# Split/Second kann nicht online spielen



## brennmeister0815 (14. Oktober 2010)

Hallo alle zusammen,
nun spiele ich Split/Second schon eine lange Weile offline, bin mit der Solo-Kampagne mehr als durch.
Nun wollte ich mal ein paar Runden online zocken- geht aber nicht. Wenn ich im Menü "Online" auswähle, versucht das Programm sich online mit dem Server zu verbinden, leider erfolglos 
Meine Netzwerkkarte, eine Killer NIC, habe ich schon die exe-Datei von Split/Second als unbedenklich verklickert. Hatte bei NfS Shift auch funktioniert, vielleicht blockt die FRITZ! Box? Müssen einzelne Ports frei gegeben werden? Das Faltblatt in der Box ist mit unglaublichen zwei Seiten nicht wirklich informativ... 
Dank' schon mal für eure Hilfe!


----------



## FrozenBoy (14. Oktober 2010)

Ich habs auch und bei mir läuft es einwandfrei.

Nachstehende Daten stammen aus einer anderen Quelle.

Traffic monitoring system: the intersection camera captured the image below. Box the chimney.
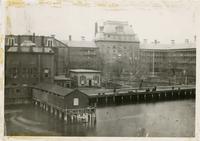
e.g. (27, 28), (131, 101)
(100, 26), (104, 32)
(17, 35), (21, 52)
(144, 39), (147, 44)
(41, 36), (45, 47)
(69, 35), (72, 41)
(94, 22), (98, 36)
(185, 39), (189, 44)
(81, 36), (85, 41)
(194, 35), (197, 42)
(51, 34), (56, 38)
(171, 40), (175, 45)
(32, 33), (35, 43)
(17, 35), (21, 47)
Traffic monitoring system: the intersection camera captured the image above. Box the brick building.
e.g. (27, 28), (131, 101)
(70, 69), (101, 87)
(139, 40), (196, 84)
(5, 33), (68, 75)
(95, 21), (139, 76)
(5, 34), (68, 104)
(65, 37), (99, 69)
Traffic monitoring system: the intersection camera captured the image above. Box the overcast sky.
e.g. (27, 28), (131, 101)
(6, 0), (196, 43)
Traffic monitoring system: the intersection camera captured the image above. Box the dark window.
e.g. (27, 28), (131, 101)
(47, 39), (53, 47)
(8, 38), (15, 46)
(44, 68), (50, 78)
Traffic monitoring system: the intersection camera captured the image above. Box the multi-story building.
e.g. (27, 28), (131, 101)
(5, 34), (68, 104)
(139, 39), (196, 84)
(70, 69), (101, 87)
(5, 33), (68, 75)
(95, 21), (139, 76)
(65, 37), (100, 69)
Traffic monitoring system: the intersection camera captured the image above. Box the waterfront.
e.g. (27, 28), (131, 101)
(5, 100), (195, 137)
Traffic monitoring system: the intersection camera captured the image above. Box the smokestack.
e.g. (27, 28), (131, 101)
(17, 35), (21, 47)
(17, 35), (21, 52)
(69, 35), (72, 41)
(194, 35), (197, 42)
(94, 22), (98, 36)
(32, 33), (35, 43)
(41, 36), (45, 47)
(171, 40), (175, 45)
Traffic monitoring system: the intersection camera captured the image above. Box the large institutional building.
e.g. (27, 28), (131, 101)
(95, 21), (139, 78)
(139, 39), (196, 84)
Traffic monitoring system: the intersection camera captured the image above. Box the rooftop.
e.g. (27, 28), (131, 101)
(140, 43), (196, 50)
(70, 69), (101, 73)
(54, 75), (70, 80)
(7, 46), (54, 53)
(63, 41), (97, 48)
(32, 83), (74, 96)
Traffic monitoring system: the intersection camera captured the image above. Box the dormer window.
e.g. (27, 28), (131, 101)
(47, 39), (53, 47)
(115, 26), (124, 32)
(8, 37), (15, 46)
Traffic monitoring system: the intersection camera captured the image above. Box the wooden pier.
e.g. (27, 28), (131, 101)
(89, 87), (196, 106)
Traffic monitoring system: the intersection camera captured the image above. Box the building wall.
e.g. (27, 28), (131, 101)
(70, 72), (101, 87)
(5, 52), (54, 85)
(5, 34), (69, 75)
(69, 47), (99, 69)
(95, 21), (139, 78)
(140, 48), (196, 84)
(65, 90), (89, 109)
(4, 86), (32, 105)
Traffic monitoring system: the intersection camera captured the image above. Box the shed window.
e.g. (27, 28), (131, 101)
(8, 37), (15, 46)
(47, 39), (53, 47)
(44, 68), (50, 78)
(74, 98), (79, 106)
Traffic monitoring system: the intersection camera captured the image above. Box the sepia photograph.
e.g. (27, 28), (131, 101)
(0, 0), (200, 138)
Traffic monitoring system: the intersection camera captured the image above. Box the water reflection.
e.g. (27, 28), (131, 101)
(5, 100), (195, 137)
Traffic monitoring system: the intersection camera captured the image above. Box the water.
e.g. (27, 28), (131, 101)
(5, 100), (195, 137)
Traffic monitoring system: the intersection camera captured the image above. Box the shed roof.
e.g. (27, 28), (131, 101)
(70, 69), (101, 73)
(32, 83), (74, 96)
(140, 43), (196, 50)
(54, 75), (70, 81)
(63, 41), (97, 48)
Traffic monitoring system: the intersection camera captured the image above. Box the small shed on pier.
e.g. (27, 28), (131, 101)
(32, 83), (89, 110)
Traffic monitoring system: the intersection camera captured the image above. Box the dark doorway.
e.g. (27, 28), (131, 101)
(89, 80), (92, 87)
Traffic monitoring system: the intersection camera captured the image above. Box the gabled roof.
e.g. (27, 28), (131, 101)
(70, 69), (101, 73)
(63, 41), (97, 48)
(32, 83), (74, 96)
(140, 43), (196, 50)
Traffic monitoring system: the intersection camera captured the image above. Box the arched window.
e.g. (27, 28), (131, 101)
(80, 75), (86, 85)
(93, 75), (99, 84)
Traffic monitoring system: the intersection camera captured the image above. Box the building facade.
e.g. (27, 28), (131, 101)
(65, 39), (99, 69)
(139, 41), (196, 84)
(70, 69), (101, 87)
(5, 33), (69, 75)
(95, 21), (139, 76)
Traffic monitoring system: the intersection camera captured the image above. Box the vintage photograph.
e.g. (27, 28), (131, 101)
(4, 0), (198, 137)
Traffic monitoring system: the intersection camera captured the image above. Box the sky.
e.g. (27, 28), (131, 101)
(6, 0), (197, 43)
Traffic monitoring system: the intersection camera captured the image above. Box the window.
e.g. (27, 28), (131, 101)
(10, 68), (18, 78)
(73, 98), (79, 106)
(8, 37), (15, 46)
(80, 75), (86, 85)
(44, 68), (49, 78)
(47, 39), (53, 47)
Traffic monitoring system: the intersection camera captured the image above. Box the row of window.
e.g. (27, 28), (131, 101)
(7, 37), (53, 47)
(8, 68), (50, 79)
(105, 34), (135, 41)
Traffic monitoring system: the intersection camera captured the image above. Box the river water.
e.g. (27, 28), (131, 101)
(5, 100), (195, 137)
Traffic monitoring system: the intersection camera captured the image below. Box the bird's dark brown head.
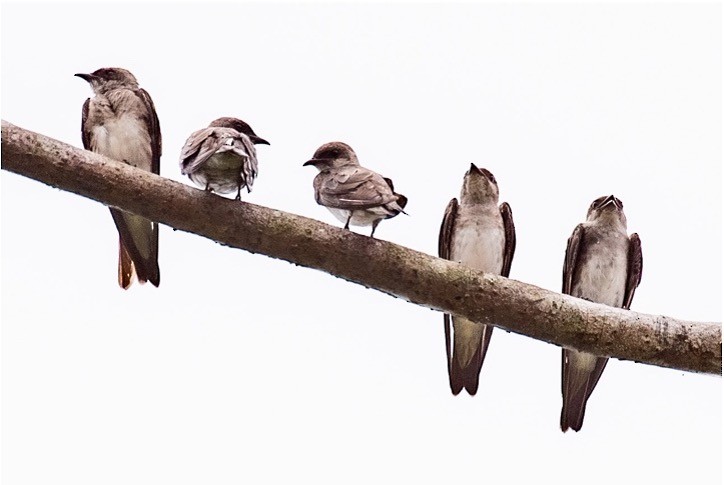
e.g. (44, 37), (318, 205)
(76, 67), (138, 86)
(460, 163), (498, 204)
(75, 67), (138, 94)
(586, 195), (626, 227)
(209, 116), (271, 145)
(304, 141), (359, 170)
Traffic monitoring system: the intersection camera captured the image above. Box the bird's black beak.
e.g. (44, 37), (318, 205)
(601, 194), (621, 209)
(468, 163), (484, 175)
(249, 135), (271, 145)
(73, 74), (95, 82)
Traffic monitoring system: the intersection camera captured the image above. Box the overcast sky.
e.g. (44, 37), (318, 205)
(2, 3), (722, 485)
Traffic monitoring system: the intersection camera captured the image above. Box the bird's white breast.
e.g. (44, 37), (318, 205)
(572, 228), (628, 307)
(450, 206), (505, 274)
(91, 110), (151, 170)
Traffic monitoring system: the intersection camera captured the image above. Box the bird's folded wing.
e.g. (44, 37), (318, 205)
(314, 167), (397, 209)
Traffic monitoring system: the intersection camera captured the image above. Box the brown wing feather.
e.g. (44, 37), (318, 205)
(622, 233), (644, 310)
(560, 349), (608, 432)
(563, 224), (585, 295)
(500, 202), (515, 278)
(315, 167), (398, 209)
(437, 199), (458, 259)
(560, 224), (592, 431)
(437, 199), (461, 394)
(80, 98), (91, 150)
(118, 237), (134, 290)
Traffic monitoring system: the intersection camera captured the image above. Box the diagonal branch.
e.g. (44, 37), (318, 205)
(2, 121), (721, 374)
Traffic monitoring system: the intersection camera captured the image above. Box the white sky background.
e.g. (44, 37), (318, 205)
(2, 3), (722, 485)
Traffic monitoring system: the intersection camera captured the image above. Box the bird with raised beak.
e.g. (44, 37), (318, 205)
(438, 163), (515, 395)
(560, 195), (643, 432)
(76, 67), (161, 289)
(304, 142), (407, 237)
(179, 117), (269, 200)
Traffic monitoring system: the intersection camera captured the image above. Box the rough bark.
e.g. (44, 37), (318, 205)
(2, 121), (721, 374)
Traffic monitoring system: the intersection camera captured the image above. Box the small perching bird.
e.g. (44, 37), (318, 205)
(438, 163), (515, 395)
(179, 117), (269, 200)
(76, 67), (161, 289)
(561, 195), (643, 432)
(304, 141), (407, 237)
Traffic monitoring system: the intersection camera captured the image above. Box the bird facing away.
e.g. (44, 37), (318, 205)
(76, 67), (161, 289)
(304, 141), (407, 237)
(179, 117), (269, 200)
(438, 163), (515, 395)
(561, 195), (643, 432)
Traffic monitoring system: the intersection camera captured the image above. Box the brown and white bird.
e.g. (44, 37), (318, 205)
(561, 195), (643, 432)
(304, 141), (407, 237)
(438, 163), (515, 395)
(76, 67), (161, 289)
(179, 117), (269, 200)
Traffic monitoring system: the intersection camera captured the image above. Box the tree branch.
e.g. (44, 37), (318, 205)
(2, 121), (721, 374)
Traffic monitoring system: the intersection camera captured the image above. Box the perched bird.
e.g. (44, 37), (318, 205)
(438, 163), (515, 395)
(304, 141), (407, 237)
(561, 195), (643, 432)
(179, 117), (269, 200)
(76, 67), (161, 289)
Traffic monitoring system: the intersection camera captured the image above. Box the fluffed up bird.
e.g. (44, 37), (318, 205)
(76, 67), (161, 289)
(179, 117), (269, 200)
(438, 163), (515, 395)
(561, 195), (643, 432)
(304, 141), (407, 237)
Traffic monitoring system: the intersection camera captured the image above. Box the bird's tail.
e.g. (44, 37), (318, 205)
(111, 209), (160, 289)
(445, 316), (494, 396)
(561, 349), (608, 432)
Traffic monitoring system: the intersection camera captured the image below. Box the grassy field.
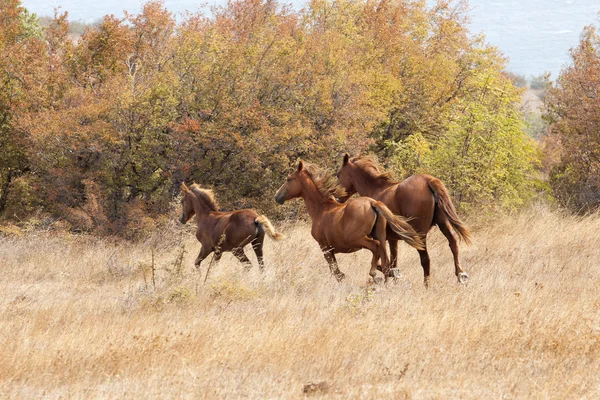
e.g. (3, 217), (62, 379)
(0, 208), (600, 399)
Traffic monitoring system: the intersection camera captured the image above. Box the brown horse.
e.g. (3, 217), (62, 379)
(275, 161), (423, 281)
(179, 183), (284, 270)
(337, 154), (471, 286)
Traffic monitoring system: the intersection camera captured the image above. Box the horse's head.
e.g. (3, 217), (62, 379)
(275, 161), (304, 204)
(179, 182), (195, 224)
(337, 153), (356, 203)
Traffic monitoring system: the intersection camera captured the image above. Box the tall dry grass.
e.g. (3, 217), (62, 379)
(0, 208), (600, 399)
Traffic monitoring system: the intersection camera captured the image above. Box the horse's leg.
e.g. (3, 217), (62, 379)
(252, 227), (265, 271)
(321, 247), (346, 282)
(438, 221), (469, 285)
(388, 238), (398, 269)
(194, 245), (212, 272)
(358, 236), (382, 283)
(367, 212), (398, 282)
(418, 244), (431, 288)
(231, 247), (252, 271)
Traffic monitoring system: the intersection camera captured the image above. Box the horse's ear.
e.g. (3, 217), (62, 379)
(343, 153), (350, 165)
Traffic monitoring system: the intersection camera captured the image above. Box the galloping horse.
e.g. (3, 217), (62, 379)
(275, 161), (423, 281)
(337, 154), (471, 286)
(179, 183), (284, 270)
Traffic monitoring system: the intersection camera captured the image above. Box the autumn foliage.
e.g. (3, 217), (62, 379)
(545, 25), (600, 212)
(0, 0), (537, 233)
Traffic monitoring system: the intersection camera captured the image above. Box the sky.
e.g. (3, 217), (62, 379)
(21, 0), (600, 78)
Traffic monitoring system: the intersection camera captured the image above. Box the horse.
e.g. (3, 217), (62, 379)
(337, 153), (471, 287)
(179, 183), (284, 271)
(275, 161), (423, 282)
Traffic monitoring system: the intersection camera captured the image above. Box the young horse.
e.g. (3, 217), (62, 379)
(337, 154), (471, 286)
(275, 161), (423, 281)
(179, 183), (284, 270)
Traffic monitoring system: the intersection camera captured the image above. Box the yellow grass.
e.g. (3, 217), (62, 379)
(0, 205), (600, 399)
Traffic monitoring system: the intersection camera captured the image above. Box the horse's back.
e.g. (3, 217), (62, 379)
(394, 174), (436, 232)
(219, 209), (258, 247)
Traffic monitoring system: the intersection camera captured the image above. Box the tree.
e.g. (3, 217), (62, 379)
(545, 25), (600, 212)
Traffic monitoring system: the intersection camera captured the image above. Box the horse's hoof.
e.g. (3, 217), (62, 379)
(388, 268), (402, 278)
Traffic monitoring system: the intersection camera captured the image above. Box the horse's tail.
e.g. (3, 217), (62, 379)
(372, 201), (425, 250)
(254, 215), (285, 240)
(427, 178), (471, 244)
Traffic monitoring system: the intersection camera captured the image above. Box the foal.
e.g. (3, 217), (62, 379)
(179, 183), (284, 270)
(275, 161), (423, 281)
(337, 154), (471, 286)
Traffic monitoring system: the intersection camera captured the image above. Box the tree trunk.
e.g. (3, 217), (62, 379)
(0, 168), (13, 215)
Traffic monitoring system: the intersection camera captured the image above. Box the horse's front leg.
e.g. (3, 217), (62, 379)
(321, 246), (346, 282)
(194, 245), (212, 272)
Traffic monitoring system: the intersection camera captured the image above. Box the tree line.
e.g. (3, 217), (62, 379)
(0, 0), (598, 235)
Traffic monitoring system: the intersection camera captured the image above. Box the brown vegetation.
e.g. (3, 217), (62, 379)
(0, 209), (600, 399)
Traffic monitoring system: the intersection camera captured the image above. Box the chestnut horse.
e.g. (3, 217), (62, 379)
(275, 161), (423, 281)
(337, 154), (471, 286)
(179, 183), (284, 270)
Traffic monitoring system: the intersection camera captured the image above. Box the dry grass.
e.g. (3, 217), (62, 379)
(0, 205), (600, 399)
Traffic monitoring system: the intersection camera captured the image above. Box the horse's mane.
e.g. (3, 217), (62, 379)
(190, 183), (219, 211)
(350, 156), (394, 182)
(304, 163), (346, 198)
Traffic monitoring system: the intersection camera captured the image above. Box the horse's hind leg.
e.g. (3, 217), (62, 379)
(252, 226), (265, 271)
(194, 245), (212, 272)
(321, 247), (346, 282)
(231, 247), (252, 271)
(369, 216), (398, 281)
(438, 221), (469, 285)
(418, 245), (431, 288)
(359, 236), (389, 283)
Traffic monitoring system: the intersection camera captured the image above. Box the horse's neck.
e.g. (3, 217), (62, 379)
(302, 179), (329, 221)
(190, 193), (212, 223)
(354, 171), (398, 198)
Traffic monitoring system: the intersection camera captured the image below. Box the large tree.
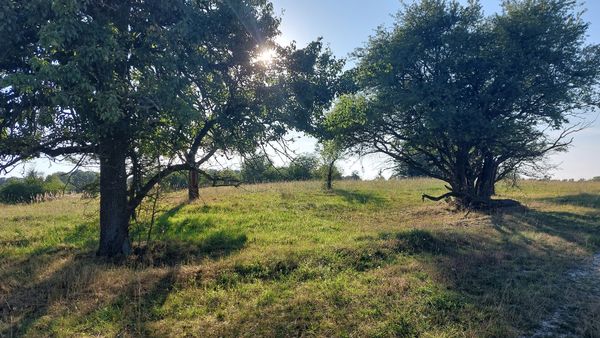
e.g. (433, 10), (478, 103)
(328, 0), (600, 207)
(0, 0), (342, 256)
(181, 38), (344, 200)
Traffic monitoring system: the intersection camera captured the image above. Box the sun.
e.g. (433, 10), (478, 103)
(256, 48), (277, 66)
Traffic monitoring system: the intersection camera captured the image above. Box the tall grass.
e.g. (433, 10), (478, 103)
(0, 180), (600, 337)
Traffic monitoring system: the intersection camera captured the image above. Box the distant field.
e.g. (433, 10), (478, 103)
(0, 180), (600, 337)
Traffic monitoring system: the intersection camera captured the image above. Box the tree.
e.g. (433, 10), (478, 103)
(0, 0), (342, 256)
(182, 38), (344, 200)
(328, 0), (600, 208)
(286, 154), (319, 181)
(318, 140), (346, 190)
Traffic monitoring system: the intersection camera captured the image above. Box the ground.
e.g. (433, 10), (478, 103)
(0, 180), (600, 337)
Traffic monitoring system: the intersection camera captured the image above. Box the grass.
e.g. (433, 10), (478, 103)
(0, 180), (600, 337)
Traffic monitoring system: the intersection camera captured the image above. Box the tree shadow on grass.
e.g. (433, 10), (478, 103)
(0, 202), (247, 337)
(332, 189), (387, 207)
(541, 193), (600, 210)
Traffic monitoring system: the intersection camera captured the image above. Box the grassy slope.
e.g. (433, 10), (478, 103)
(0, 180), (600, 337)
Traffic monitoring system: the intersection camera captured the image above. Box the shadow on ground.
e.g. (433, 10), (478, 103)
(0, 201), (247, 337)
(332, 189), (386, 206)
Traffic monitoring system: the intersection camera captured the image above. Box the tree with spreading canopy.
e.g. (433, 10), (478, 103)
(328, 0), (600, 208)
(0, 0), (341, 256)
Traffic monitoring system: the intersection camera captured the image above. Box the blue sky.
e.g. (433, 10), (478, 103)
(272, 0), (600, 179)
(7, 0), (600, 179)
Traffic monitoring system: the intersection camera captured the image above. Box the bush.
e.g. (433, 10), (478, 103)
(0, 179), (45, 204)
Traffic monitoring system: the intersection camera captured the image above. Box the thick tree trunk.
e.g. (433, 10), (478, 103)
(188, 170), (200, 201)
(97, 139), (131, 257)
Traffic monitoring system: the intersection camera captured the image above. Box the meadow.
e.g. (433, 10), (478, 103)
(0, 179), (600, 337)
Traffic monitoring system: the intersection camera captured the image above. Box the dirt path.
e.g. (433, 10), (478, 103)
(529, 253), (600, 338)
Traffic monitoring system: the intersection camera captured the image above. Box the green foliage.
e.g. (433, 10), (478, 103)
(0, 179), (45, 203)
(286, 154), (319, 181)
(336, 0), (600, 203)
(0, 179), (600, 337)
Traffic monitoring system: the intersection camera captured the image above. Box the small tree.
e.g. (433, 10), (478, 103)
(317, 140), (345, 190)
(329, 0), (600, 208)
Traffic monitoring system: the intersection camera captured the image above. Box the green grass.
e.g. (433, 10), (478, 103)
(0, 180), (600, 337)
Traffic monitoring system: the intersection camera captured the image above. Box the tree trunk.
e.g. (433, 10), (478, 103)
(327, 162), (335, 190)
(475, 155), (498, 201)
(97, 138), (131, 257)
(188, 170), (200, 202)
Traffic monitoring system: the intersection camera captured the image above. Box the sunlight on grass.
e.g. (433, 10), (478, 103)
(0, 180), (600, 337)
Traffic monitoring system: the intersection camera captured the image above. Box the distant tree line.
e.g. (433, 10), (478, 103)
(0, 0), (600, 257)
(0, 170), (100, 203)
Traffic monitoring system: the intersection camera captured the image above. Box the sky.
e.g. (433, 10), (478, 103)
(272, 0), (600, 179)
(4, 0), (600, 179)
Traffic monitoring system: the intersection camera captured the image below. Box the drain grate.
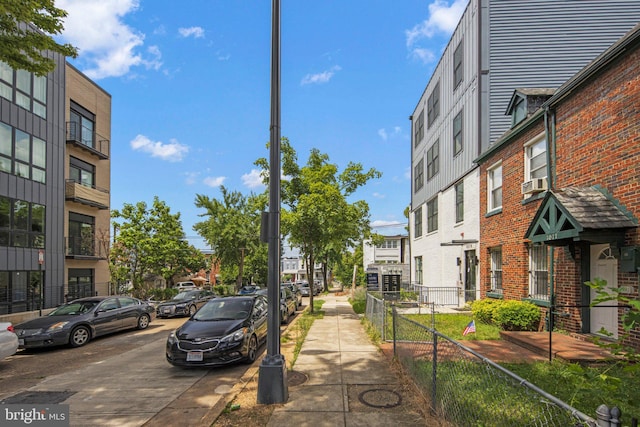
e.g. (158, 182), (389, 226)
(0, 391), (76, 405)
(358, 388), (402, 409)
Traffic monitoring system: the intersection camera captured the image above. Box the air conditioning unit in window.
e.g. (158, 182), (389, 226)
(522, 178), (547, 194)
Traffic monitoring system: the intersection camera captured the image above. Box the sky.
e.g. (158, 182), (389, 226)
(55, 0), (468, 249)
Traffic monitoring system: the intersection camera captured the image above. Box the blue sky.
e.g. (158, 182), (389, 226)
(55, 0), (467, 249)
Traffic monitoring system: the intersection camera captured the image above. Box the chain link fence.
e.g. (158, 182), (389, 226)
(366, 295), (604, 427)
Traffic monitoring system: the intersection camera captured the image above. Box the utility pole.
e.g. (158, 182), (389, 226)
(258, 0), (289, 404)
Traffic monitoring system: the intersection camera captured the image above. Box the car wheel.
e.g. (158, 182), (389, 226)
(69, 326), (91, 347)
(138, 314), (151, 329)
(244, 335), (258, 363)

Habe keine Ports per Hand freigeben müssen und die Firewall permanent aus.

Vll. blockt deine Firewall oder dein AVIR Programm den Zugriff.


----------



## brennmeister0815 (14. Oktober 2010)

Hm, Firewall deaktivieren  Wozu ist denn eine Firewall da  O.K. zu Testzwecken werde ich's mal probieren. Melde mich dann wieder...


----------